• James Boccone

Fossils in the Jungle

Where most flesh will fade,

Their stone temples will remain;

Their limestone fossils.


Although they cover only 2 percent of Earth's surface, rainforests contain an estimated 50 percent of all terrestrial life. In the Amazon alone there are 13 hundred bird species, 427 mammal species, and 2.5 million insect species. Rainforests have existed for about 300 million years, meaning the number of species that have come and gone within them is uncountable. Even more tragic is that we will never even know how much we’ve missed. Fossils form when sediment entombs hard remains before they can decompose. In a rainforest climate, the hot, humid air and moist soil teeming with bugs and bacteria and mycelium means that dead things disappear fast. All those beautiful and colorful and unusual creatures are lost forever. Although tragic, it's almost beautiful; the idea that there are things we will never know, adding to the already incomprehensibly large mysteriousness of the universe.

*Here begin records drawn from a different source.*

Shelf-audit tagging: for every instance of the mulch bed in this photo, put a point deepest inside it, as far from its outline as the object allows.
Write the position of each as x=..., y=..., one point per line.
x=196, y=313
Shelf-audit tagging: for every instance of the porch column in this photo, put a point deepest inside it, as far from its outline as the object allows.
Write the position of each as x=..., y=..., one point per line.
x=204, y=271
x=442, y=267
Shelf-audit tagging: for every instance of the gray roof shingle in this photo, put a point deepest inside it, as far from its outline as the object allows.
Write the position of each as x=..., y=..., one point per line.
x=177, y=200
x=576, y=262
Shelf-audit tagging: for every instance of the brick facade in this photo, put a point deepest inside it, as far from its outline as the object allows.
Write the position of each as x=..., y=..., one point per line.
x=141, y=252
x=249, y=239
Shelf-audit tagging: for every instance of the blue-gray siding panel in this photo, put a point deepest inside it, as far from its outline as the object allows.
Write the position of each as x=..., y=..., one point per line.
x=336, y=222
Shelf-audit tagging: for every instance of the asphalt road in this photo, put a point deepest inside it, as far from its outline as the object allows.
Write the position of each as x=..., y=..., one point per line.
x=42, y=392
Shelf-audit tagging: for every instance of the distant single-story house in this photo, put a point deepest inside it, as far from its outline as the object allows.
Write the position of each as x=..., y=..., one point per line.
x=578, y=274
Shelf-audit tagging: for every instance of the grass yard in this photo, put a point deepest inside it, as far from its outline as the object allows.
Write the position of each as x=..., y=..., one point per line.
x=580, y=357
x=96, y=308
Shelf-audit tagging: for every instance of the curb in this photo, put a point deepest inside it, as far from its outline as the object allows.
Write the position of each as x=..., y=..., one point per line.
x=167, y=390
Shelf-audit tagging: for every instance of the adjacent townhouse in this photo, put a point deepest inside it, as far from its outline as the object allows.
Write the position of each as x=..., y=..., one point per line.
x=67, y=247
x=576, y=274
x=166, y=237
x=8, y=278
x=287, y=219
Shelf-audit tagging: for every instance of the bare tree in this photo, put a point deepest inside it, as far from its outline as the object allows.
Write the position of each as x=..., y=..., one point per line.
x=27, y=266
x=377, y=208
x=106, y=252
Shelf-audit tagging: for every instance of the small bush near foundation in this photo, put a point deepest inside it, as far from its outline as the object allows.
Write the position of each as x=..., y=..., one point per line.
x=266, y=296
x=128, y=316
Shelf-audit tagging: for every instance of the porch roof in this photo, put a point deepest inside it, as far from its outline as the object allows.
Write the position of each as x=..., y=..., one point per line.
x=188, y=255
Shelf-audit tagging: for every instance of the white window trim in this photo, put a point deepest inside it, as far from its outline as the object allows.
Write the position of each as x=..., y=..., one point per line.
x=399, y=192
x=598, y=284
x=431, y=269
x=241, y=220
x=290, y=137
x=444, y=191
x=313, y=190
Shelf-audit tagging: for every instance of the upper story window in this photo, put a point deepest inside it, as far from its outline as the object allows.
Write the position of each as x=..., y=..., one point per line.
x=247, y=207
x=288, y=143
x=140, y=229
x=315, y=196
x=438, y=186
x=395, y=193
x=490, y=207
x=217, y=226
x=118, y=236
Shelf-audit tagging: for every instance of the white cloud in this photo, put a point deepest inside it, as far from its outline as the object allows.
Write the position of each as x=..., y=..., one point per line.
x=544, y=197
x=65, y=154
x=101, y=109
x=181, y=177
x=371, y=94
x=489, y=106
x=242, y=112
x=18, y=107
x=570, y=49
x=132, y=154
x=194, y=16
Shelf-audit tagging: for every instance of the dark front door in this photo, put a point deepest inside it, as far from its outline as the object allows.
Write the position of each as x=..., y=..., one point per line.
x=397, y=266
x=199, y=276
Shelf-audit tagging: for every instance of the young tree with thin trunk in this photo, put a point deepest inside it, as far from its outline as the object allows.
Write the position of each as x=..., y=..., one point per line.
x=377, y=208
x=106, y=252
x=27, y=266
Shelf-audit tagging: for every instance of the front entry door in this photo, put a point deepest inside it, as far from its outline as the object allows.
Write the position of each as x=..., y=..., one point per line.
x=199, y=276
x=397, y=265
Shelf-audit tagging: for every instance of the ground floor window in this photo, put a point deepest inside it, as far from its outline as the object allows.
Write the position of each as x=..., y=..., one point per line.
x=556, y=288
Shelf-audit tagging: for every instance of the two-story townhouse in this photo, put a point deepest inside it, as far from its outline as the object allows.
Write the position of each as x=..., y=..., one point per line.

But there is one animal that leaves fossils in the jungle: us. The civilizations of Mesoamerica are remembered despite their flesh being long gone. The Maya, for example, are remembered for various things. Remembered for advances in astronomy, for their reverence towards mushrooms spiritually and religiously, and for their sudden and still unexplained end. But yet, they are remembered. Their fossils stand tall for us to see; their calcified remains. Why do we remember them? Out of all the trillions of creatures, why do we get to remember only them? Why couldn’t the ancient bees of the jungle create hives for us to find? Why couldn’t the birds of thousands of years ago build nests for us to find? Maybe it's because we speak human, not bird. Birds don't care about being found, we do. Maybe that's what sets us apart from the rest of life, or maybe that's just my myopic, human idea of success.